The coronavirus pandemic has consumed public attention in recent months. But as summer nears, presidential campaigns are set to ramp up for the November election.
“In our new American politics there are four characteristics: age race, gender and education.” — Doug Sosnik, political advisor
Much has been made about polling in states like Michigan, Ohio and Pennsylvania, however a former Clinton White House official says the nation’s changing demographics and politics could produce a very different outcome than we’ve seen in the recent past.
Listen: Evolving Demographics Have Changed America’s Political Map
Doug Sosnik, White House political director during President Bill Clinton’s successful re-election race, says that the political re-alignment calcifying today began in the 1990s.
“In our new American politics there are four characteristics: age race, gender and education. That realignment is driving politics in our country,” says Sosnik. Younger, non-white, highly educated people lean increasingly Democrat according to Sosnik. Education, he says, has evolved into one of the most important determinants in someone’s voting behavior, with less educated people heavily favoring Trump.

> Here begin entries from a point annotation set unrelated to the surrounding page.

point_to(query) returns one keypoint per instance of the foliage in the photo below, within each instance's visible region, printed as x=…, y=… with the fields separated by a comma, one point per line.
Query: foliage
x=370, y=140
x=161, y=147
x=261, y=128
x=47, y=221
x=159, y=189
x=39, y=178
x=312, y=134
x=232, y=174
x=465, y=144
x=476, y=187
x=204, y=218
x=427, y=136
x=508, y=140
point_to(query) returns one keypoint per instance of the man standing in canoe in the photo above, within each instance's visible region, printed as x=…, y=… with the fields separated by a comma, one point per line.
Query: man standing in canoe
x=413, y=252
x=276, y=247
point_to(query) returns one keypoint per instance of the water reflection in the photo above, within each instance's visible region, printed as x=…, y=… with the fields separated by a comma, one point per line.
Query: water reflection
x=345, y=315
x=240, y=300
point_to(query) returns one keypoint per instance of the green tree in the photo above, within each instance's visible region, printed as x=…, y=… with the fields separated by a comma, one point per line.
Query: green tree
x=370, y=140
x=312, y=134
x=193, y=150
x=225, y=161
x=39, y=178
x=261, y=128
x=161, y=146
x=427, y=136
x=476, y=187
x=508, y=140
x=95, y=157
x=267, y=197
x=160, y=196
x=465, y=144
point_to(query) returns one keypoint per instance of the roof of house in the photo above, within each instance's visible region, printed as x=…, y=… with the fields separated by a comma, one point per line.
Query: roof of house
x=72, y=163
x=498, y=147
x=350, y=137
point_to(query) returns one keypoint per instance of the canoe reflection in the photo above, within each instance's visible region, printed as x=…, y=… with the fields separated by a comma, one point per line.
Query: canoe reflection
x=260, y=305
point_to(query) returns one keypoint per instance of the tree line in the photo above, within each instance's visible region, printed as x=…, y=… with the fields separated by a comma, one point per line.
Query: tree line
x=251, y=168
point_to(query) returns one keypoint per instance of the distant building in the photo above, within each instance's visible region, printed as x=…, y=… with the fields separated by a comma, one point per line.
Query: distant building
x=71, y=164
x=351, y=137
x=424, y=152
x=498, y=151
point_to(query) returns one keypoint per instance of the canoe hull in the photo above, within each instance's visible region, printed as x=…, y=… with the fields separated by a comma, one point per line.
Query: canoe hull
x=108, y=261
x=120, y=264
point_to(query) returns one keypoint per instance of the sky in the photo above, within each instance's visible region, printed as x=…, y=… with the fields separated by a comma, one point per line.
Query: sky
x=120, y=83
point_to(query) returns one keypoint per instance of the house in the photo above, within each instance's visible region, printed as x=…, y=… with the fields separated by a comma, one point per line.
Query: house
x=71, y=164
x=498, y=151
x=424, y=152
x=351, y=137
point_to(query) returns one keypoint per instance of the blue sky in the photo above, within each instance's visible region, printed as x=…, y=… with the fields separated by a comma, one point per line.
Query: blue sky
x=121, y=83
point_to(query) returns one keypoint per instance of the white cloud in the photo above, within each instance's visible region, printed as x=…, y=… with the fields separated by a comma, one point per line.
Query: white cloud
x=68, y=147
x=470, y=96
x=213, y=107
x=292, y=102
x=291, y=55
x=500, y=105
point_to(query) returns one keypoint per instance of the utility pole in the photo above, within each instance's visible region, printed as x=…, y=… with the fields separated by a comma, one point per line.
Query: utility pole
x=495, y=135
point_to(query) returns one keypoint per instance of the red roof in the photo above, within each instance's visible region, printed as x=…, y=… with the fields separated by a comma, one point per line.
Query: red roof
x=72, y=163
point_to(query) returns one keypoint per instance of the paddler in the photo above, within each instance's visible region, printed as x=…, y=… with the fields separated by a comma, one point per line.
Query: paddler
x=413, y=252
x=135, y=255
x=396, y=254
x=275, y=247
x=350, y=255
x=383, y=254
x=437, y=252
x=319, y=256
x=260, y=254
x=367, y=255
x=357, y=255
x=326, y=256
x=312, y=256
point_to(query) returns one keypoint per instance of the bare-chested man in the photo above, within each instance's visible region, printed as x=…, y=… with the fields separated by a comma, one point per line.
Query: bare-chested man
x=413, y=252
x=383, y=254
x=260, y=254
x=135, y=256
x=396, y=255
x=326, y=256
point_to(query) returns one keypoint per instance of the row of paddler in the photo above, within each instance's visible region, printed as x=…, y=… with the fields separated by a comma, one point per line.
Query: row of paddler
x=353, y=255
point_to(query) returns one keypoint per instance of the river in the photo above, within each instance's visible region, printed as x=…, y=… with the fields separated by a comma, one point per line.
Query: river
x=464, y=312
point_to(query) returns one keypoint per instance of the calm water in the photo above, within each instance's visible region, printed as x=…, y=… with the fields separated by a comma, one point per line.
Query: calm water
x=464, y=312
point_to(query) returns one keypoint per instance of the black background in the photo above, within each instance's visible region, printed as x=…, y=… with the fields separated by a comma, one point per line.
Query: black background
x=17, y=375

Movement of younger, non-white, educated populations into various states have altered conventional ideas about what is winnable for Democrats and Republicans. These shifting demographics have put states like Arizona, once a solid red state, into play for Democrats.
“I think it will be very difficult for Biden to win if he doesn’t win Michigan and he’ll probably need Pennsylvania. And the third state is Arizona, due to changing demographics,” says Sosnik.